The results of this research support the earlier findings by Gilbert and Weaver (2010) and Gillen-O'Neil et al (2013), who confirmed the existence of a strong negative correlation between sleep disturbances and academic performance. In this case, the difference between student perceptions of their academic performance and the statistical results is more pronounced. While 44 percent of students did not suppose that their sleep problems could result in poor academic performance, the results of the statistical analysis confirm that sleep disturbances is a significant predictor of academic failures, particularly in women. Reasons why women are more susceptible to sleep disturbances and the risks of poor academic performance due to that reason are beyond the scope of this research. However, these reasons could become a good basis for future studies. Since the study was based on a convenience sample, its results may not be generalizable to other populations. Therefore, future researchers will have to focus on diverse student populations to check the validity and reliability of the given study results.

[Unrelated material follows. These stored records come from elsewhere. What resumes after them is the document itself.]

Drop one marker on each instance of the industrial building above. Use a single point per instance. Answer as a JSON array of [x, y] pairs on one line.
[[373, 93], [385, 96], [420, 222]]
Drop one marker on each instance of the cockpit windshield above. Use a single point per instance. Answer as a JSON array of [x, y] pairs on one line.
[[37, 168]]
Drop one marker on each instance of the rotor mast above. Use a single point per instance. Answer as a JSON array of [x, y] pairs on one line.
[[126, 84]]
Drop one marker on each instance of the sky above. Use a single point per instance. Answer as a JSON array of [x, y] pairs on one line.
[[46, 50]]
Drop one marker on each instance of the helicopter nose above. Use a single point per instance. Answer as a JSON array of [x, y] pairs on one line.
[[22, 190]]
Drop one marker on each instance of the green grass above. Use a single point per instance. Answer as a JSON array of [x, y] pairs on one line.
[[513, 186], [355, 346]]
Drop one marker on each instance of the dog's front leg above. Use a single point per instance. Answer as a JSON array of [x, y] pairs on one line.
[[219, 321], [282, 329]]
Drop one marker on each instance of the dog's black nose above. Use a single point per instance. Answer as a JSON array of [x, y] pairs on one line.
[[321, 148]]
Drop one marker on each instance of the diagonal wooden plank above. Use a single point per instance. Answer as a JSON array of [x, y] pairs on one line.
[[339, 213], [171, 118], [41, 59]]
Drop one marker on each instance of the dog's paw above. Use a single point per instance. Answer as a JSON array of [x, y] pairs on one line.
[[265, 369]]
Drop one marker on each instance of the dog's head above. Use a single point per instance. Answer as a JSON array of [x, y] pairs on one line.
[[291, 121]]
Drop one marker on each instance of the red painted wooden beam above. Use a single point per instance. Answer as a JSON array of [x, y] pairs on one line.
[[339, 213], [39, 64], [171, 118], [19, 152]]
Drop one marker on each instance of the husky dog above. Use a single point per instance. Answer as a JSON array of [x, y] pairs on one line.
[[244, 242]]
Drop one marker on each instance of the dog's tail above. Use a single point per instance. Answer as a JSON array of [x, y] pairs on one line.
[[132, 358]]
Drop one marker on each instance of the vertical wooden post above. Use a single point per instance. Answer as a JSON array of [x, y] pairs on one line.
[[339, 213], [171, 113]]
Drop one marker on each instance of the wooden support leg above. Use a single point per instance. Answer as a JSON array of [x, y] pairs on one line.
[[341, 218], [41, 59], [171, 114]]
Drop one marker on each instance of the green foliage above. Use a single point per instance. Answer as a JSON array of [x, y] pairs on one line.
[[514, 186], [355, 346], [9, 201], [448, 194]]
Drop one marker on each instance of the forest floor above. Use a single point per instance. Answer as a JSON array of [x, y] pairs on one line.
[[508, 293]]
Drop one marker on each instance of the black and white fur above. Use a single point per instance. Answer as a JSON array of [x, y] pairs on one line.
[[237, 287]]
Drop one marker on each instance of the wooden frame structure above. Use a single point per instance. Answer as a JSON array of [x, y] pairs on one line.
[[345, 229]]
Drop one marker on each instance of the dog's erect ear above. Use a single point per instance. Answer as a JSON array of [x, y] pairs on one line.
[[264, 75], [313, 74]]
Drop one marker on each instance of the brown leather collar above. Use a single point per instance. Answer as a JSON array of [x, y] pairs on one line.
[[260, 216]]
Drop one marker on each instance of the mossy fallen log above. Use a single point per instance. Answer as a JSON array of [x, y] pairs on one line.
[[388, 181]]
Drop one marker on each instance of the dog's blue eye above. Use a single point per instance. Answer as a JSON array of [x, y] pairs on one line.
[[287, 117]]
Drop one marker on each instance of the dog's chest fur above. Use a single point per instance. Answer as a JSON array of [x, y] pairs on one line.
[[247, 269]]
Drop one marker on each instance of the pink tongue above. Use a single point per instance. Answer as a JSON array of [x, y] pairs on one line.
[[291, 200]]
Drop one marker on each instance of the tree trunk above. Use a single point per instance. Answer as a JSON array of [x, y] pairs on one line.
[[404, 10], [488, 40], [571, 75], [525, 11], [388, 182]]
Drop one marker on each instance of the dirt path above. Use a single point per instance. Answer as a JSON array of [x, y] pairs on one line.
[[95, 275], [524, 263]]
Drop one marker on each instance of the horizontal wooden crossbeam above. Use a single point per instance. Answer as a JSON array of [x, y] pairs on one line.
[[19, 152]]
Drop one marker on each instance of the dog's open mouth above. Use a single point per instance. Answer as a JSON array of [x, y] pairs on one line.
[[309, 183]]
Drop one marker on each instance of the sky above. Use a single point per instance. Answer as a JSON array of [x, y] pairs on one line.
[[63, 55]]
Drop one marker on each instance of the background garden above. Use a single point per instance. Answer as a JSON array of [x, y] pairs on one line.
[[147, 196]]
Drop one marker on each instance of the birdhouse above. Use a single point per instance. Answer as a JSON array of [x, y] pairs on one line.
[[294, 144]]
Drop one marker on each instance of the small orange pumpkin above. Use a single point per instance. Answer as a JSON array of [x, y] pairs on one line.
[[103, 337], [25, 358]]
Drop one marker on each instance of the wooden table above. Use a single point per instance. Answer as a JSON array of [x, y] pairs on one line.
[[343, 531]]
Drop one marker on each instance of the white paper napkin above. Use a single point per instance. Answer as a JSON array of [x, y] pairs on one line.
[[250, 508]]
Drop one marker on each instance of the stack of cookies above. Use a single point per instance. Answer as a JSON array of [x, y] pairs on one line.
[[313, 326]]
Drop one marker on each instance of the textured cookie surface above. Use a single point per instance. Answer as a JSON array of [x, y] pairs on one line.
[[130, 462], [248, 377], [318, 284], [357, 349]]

The purpose of this research was to explore student perceptions of sleep disturbances and perceived influences of poor sleep on their academic performance. The results did not support the hypothesis that students perceived their sleep disturbances to be associated with poor academic results. The statistical analysis of questionnaire responses also showed that student perceptions of sleep disturbances did not reflect the actual picture of the sleep and academic performance problems facing students. Most likely, many students did not realize that they had serious problems with sleep, which reduced the quality of their performance results in the classroom. The study was based on convenience sampling methods, which reduce the generalizability of the study results. In other words, the results of the given study may not be generalizable to other populations. Another significant limitation is the absence of objective measures of sleep quality. The severity of the respondents' sleep problems was estimated, based on the results of their interviews and self-reported questionnaire measures. Such self-reported measures are always associated with unnecessary subjectivity and bias. One of the most interesting findings is that female students display higher rates of sleep disturbances and more serious problems with learning, compared with their male peers. The results raise many questions as to the nature of academic learning, differences in sleep patterns, their perceptions among women and men, and coping mechanisms used by men and women to deal with their sleep problems. All these questions could become a topic of future studies. Future researchers should also diversify their study populations to ensure greater generalizability of their study results.